Artículo de Opinión de Oscar Izquierdo

En un rincón luminoso de los altos de Arafo, donde los pinos se mecían como viejos sabios y el viento llevaba noticias de un lado a otro, vivía una laboriosa colmena de abejas. Aquella comunidad era conocida por la armonía con la que trabajaba, cada abeja, desde la más joven hasta la reina, tenía un propósito claro y todas sabían que el fruto de su esfuerzo era el bienestar común. La convivencia armoniosa.
Entre ellas destacaba Auxiliadora, una abeja curiosa y siempre dispuesta a aprender. Observaba la vida con ojos atentos, como si cada vuelo encerrara una pregunta importante o una incógnita a resolver. Para ella, trabajar no era sólo recolectar polen, era la oportunidad diaria de descubrir algo sobre sí misma, de comprobar hasta dónde podía mejorar, cuánto podía aportar y qué significaba ser parte de algo más grande que sus propias alas, de su individualidad.
Ayoze era diferente, un zángano que, aunque fuerte y ágil, dedicaba sus días a buscar atajos. Nunca estaba conforme con nada, murmuraba que trabajar era una condena y repetía, como un mantra cansino, que la colmena siempre pedía más de lo que él estaba dispuesto a dar. Aprovechaba cualquier descuido para evitar sus tareas y cuando podía, cargaba sus responsabilidades sobre el lomo ajeno. Decía siempre ¿para qué esforzarse?. La vida está para disfrutar, no para agotarse en tantas obligaciones. Las abejas obreras, pacientes por naturaleza, solían responderle con prudencia, “el trabajo nos construye”.

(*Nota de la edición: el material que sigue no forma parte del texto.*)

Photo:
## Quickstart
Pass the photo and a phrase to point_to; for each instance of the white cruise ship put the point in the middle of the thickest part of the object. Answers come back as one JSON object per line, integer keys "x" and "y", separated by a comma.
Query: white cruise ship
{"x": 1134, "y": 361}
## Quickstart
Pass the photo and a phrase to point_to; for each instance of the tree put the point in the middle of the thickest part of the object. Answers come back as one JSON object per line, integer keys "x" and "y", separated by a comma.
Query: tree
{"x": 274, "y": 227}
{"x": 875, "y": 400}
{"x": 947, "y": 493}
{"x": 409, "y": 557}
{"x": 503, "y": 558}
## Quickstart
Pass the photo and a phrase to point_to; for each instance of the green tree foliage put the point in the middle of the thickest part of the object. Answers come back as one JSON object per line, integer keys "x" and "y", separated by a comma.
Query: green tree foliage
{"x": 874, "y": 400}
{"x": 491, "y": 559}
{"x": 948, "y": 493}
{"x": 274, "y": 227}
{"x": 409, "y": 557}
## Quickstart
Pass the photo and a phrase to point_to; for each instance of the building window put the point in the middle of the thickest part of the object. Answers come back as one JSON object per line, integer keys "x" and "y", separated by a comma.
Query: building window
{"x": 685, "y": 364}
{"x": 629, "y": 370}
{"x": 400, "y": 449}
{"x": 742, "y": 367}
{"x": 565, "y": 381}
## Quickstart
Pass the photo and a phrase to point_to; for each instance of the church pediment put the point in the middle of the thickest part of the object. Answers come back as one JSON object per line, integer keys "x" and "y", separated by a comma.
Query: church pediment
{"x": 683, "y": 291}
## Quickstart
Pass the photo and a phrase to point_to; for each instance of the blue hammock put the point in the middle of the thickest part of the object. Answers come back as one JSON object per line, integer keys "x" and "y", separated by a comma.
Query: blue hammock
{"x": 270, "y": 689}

Pero él se reía, con el zumbido burlón del listillo. Pasó el tiempo y la cosecha de flores de aquel año fue especialmente abundante. Todas las abejas estaban entusiasmadas, miel para alimentar, almacenar, crecer. El zángano aprovechó la abundancia para esconder su desinterés. Fingía vuelos largos, regresaba con las patas vacías y justificaba su pereza acusando a otros de lo que él mismo no hacía.
Desde arriba, la reina observaba. No con dureza, sino con esa mezcla de tristeza y claridad que tienen los líderes sabios. Comprendía que la traición de Ayoze no era sólo hacia la colmena, era, sobre todo, una traición hacia sí mismo. Porque quien desprecia el trabajo como una simple obligación termina por empobrecer su espíritu, sin darse cuenta de que en cada tarea bien hecha hay dignidad.
Un día, una tormenta inesperada sacudió el valle. Los pétalos se cerraron, los vientos derribaron panales enteros y el bosque se oscureció. La colmena, unida, se apresuró a proteger lo que habían construido. Auxiliadora voló entre ráfagas de viento ayudando a las más débiles a regresar a casa, mientras otras abejas reforzaban los muros con gotas de miel endurecida. Ayoze buscó refugio, no en su colmena, sino en un tronco hueco, sólo para sí. Temió por su vida, pero más al hecho de que no había aportado nada.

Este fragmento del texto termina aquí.